Flow supports the upcoming `?.` operator and overall they seem more open to introducing features that are in a development phase and might be changed/deprecated in the future. I guess it's a matter of perspective if that's good or bad, but man I'm going to be sad if we end up making the change and I have to convert all those nice and clean `foo?.bar?.baz` chains into some unreadable multiline monstrosity or calls to some random getter library.

Flow's exact object types [1] are really useful and have prevented actual bugs when used with optional properties. TypeScript's concept of "freshness" [2] does prevent many if not most of these bugs though.

[1]: https://flow.org/en/docs/types/objects/#toc-exact-object-typ...

[2]: https://basarat.gitbooks.io/typescript/docs/types/freshness....

> Flow supports the upcoming `?.` operator and overall they seem more open to introducing features that are in a development phase

It's funny because Typescript started out by trying to get ahead of a lot of features and "settling down" to trying to stick to (mostly) only TC39 Stage 3+ features has been a maturation that has been good for the language. It's interesting that Flow seems to be moving the other direction.

A benefit to making it easier to pipeline Typescript inside Babel is that it is no longer entirely on Typescript to transpile every possible wishlist language proposal. This is also why a lot of people preferred Flow because you could just slot Flow checking before or after certain transforms. Typescript is getting better about fitting into the middle of a Babel transform stack so that you might have some basic preprocessing steps of Stage 2 or earlier or non-standards track things that Babel supports before type checking.

(The Optional Chaining proposal for `?.` is currently in Stage 2 in TC39. Indications seem to be that at least some of the Typescript devs are ready to champion that feature in the very minute it hits Stage 3.)

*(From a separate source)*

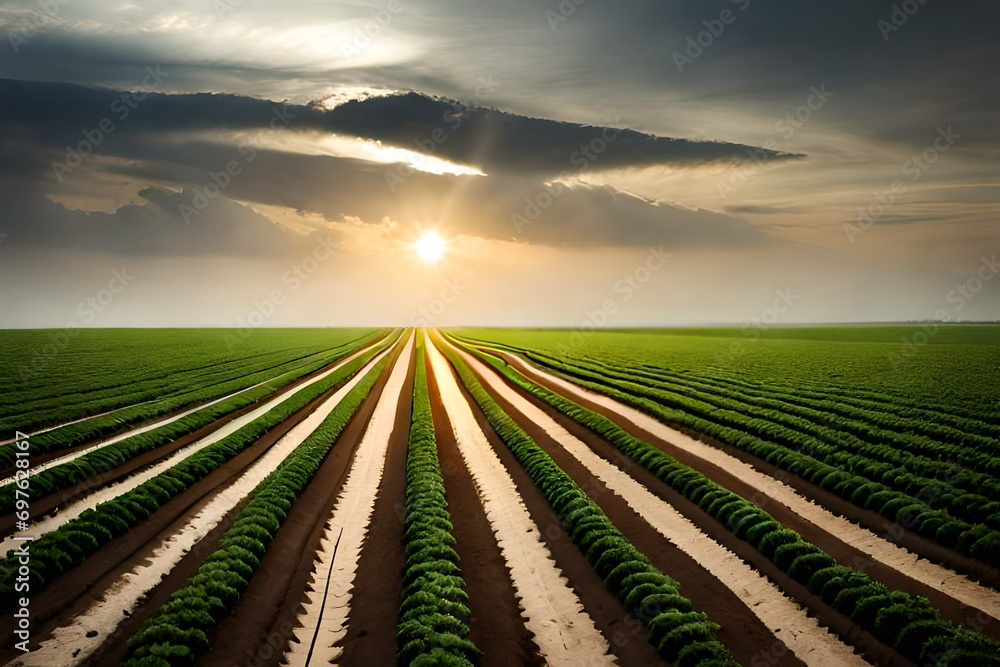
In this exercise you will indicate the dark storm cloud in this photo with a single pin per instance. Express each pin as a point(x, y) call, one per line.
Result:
point(900, 68)
point(492, 140)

Can’t wait for the, “Elvis operator” to land. Going to remove so much code!
Ironically, one of the easier ways TypeScript has been able to work quickly is by skipping the type inference Flow does. It’s a trade off. The Flow team was advised that this approach would have performance problems early on in the project, and opted to focus on type system features first and perf second.
Flow's perf issues has more to do with bugs than anything. Its usually pretty near instant even on big projects, but do one little thing wrong somewhere that hits an edge case and everything goes to hell and you'll never find where it came from.